Mayvenn: Do you teach the same subjects each day?

Keona: For the most part, the same subjects are taught daily. There are specialty subjects that I throw in, or special lessons. For example: I theme my lessons around major holidays that I find important or major moments in history.

Mayvenn: What does your preparation schedule look like and what do you advise for others?

Keona: I prep weekly, with a monthly overview. That means I plan the layout of what I’d like my children to learn each month, and weekly I plan more thoroughly step by step. It’s easier to have a plan so that you’re not teaching off the fly. But, you can always adjust your lessons as you go. Your children may catch on to a subject quickly, which enables you to move forward. Or, you may have to delay moving onto another subject if your children aren’t retaining the information.

Mayvenn: What extracurricular activities or fun school trips do you plan for learning outside of the classroom, or in your case at home?
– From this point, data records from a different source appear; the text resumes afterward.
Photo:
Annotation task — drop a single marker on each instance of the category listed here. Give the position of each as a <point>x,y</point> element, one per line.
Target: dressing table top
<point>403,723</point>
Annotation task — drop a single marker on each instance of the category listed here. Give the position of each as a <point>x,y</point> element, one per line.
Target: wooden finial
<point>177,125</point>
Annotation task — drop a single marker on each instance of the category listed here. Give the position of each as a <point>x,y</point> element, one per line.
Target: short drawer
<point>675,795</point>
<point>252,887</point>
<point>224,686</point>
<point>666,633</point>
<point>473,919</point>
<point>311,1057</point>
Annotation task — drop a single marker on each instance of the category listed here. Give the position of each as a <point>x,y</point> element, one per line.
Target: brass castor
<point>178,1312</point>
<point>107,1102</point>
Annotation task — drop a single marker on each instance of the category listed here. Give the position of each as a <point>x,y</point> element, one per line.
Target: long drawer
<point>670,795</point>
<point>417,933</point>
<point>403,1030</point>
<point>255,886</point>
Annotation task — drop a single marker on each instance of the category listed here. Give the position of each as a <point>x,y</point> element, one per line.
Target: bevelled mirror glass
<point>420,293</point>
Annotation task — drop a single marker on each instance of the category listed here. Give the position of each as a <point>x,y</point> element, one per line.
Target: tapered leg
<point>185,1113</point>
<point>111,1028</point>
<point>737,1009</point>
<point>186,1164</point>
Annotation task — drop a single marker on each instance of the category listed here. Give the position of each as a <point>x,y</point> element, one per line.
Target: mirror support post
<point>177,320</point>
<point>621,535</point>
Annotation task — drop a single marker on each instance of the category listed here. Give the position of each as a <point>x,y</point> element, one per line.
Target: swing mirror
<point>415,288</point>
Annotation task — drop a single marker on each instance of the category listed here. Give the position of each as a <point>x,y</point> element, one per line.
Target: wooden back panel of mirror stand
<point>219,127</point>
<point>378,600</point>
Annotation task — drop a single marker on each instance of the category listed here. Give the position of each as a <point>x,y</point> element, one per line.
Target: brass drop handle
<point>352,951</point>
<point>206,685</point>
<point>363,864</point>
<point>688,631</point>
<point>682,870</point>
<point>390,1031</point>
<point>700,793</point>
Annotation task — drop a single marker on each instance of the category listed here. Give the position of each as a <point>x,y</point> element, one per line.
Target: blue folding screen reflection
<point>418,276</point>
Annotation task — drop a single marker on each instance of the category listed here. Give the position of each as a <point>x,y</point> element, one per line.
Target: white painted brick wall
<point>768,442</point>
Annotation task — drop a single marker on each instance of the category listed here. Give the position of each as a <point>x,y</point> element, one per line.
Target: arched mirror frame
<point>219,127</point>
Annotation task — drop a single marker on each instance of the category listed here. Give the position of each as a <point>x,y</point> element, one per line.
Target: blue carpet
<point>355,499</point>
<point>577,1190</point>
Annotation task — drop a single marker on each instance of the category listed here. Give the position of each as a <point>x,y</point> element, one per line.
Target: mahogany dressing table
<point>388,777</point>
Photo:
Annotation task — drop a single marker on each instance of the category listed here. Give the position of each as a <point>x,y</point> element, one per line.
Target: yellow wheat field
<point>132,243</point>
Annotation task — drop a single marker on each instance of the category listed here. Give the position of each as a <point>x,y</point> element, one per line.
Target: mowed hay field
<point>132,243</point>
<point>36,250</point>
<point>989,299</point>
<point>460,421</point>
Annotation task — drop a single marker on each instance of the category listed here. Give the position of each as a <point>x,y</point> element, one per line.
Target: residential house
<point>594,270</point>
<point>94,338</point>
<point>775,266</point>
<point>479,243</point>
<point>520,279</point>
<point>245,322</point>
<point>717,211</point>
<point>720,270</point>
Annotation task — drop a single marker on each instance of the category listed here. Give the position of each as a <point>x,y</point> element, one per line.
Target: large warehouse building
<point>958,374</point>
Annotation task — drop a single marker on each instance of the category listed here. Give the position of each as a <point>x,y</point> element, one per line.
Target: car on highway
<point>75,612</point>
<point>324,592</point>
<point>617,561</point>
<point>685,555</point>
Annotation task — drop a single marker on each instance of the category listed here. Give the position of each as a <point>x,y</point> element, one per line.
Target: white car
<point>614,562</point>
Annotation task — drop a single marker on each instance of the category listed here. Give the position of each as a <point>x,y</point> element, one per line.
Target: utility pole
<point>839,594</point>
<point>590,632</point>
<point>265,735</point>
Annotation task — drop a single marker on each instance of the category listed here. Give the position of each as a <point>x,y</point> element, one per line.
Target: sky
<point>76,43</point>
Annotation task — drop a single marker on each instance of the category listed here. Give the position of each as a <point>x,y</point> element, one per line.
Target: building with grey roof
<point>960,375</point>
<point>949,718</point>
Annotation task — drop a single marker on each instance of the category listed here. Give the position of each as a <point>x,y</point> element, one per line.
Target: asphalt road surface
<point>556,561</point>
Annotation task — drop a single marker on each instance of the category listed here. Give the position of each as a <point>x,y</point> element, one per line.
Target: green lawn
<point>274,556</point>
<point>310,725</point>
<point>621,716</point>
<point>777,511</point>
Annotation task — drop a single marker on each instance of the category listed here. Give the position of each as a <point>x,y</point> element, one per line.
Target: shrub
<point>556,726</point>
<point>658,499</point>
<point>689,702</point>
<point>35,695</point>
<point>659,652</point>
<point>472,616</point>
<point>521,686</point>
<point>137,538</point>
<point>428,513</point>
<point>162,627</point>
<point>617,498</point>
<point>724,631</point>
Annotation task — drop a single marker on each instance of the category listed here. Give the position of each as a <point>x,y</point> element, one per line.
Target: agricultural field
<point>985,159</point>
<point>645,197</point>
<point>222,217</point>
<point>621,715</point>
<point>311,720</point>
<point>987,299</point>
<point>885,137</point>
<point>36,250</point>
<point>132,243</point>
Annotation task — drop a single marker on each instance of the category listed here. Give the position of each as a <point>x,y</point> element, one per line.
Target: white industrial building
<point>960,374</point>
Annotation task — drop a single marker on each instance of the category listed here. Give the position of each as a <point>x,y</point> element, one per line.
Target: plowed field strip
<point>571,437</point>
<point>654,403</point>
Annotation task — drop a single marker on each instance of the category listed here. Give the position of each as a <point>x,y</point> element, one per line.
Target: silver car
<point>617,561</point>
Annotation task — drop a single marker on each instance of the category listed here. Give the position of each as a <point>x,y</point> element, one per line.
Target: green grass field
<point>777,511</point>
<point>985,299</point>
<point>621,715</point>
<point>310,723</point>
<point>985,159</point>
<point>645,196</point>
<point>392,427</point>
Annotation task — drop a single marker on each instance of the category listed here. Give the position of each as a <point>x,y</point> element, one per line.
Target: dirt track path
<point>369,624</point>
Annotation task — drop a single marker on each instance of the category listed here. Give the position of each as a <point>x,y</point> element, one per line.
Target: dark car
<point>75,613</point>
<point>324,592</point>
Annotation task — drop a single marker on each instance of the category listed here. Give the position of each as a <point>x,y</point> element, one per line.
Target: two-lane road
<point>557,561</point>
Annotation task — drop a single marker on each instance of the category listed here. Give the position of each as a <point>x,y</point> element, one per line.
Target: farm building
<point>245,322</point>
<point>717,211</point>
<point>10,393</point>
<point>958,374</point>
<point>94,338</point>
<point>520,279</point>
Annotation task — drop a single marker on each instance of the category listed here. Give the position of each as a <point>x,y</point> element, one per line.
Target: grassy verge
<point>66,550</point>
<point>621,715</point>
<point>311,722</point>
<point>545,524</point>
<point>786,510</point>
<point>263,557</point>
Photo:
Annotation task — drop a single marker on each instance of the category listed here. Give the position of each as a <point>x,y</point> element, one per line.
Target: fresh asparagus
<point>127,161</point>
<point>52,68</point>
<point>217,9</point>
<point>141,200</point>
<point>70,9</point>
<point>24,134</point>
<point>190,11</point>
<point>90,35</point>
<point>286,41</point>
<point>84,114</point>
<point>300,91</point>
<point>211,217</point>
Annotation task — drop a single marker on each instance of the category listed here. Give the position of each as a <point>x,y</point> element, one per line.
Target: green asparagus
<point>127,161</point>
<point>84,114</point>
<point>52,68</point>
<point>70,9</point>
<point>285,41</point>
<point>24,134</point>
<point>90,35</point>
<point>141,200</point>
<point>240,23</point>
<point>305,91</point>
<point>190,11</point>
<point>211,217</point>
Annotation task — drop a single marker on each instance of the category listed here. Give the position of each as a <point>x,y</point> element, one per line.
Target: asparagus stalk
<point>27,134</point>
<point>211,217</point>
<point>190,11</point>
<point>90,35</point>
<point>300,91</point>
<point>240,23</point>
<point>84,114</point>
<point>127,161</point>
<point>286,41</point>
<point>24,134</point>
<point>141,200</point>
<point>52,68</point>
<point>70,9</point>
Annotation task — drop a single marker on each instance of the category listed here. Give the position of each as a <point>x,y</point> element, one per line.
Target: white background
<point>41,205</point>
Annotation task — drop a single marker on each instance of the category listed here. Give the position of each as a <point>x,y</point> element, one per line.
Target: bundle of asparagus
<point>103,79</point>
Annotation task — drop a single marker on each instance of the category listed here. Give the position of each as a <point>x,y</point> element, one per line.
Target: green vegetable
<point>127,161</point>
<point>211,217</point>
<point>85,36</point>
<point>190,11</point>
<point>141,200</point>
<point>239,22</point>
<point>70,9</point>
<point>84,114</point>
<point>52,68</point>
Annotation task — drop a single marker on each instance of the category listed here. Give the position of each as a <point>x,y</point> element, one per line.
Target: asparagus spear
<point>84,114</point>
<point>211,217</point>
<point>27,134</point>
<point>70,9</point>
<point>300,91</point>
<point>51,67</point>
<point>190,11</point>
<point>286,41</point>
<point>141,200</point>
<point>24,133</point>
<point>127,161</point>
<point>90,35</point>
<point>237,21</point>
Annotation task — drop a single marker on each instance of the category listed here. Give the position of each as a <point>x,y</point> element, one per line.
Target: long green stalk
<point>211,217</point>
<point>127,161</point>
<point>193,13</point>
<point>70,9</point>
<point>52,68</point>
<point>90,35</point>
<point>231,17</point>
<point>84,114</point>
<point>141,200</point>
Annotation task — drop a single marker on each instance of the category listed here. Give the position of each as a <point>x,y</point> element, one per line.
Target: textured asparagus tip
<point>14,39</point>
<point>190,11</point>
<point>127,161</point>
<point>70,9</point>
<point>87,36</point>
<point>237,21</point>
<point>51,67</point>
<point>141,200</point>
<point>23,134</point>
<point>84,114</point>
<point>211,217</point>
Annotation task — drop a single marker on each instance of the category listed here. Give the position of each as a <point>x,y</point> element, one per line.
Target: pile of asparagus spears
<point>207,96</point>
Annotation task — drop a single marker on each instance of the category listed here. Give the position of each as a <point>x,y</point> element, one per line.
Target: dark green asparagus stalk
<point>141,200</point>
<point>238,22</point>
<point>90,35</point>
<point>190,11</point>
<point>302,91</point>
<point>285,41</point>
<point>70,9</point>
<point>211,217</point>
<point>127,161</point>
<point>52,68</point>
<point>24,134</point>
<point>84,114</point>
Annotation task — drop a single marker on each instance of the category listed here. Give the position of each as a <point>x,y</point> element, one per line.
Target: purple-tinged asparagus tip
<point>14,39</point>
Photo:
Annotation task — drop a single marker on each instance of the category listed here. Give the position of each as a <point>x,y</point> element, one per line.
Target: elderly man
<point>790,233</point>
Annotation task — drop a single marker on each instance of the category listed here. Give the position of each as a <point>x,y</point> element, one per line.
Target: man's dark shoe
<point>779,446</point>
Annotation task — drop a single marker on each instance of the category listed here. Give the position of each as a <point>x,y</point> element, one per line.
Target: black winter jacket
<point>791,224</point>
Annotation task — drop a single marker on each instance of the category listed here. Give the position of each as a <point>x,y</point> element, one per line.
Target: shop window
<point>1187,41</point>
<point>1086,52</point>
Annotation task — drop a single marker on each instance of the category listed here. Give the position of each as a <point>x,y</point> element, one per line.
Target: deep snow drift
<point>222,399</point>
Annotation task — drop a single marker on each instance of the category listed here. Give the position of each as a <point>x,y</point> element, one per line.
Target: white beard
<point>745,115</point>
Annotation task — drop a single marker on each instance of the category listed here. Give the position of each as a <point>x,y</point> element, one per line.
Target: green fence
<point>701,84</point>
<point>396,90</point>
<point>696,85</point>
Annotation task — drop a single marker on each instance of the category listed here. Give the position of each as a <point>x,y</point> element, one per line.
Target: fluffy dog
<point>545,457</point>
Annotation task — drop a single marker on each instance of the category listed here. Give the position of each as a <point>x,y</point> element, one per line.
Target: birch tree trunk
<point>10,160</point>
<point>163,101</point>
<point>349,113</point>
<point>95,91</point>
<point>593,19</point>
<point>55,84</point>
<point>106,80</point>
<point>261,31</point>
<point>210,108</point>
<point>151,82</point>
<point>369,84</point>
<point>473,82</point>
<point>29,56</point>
Keona: Usually there’s a mix of learning at home and learning elsewhere. I take my daughters to museums, different parks for nature experiments and lessons and more. COVID-19 has changed that due to state mandates and social distancing; however, we still find creative ways to make learning fun and versatile.

Mayvenn: What do you say to parents who fear their children will lack social skills as a result of being homeschooled?

Keona: There’s a misconception that children who are homeschooled lack a social life. I mean as soon as you utter the words, “My children are homeschooled” the immediate response is, “How will they learn to socialize?” As if children in traditional schools are pushed to socialize. Children are almost pushed not to socialize in class every single day, as their focus is on learning.

The simple answer is keeping your kids engaged in extracurricular activities. It helps with finding a balance, just as in regular school. My children take dance classes, drama classes, swimming lessons and more. We also attend homeschool play dates, have recess dates, and participate in as many kid-friendly activities [as possible] outside of our home classroom.

You’ll also find that there’s a large homeschooling community. Finding friendships is only as daunting as one may think.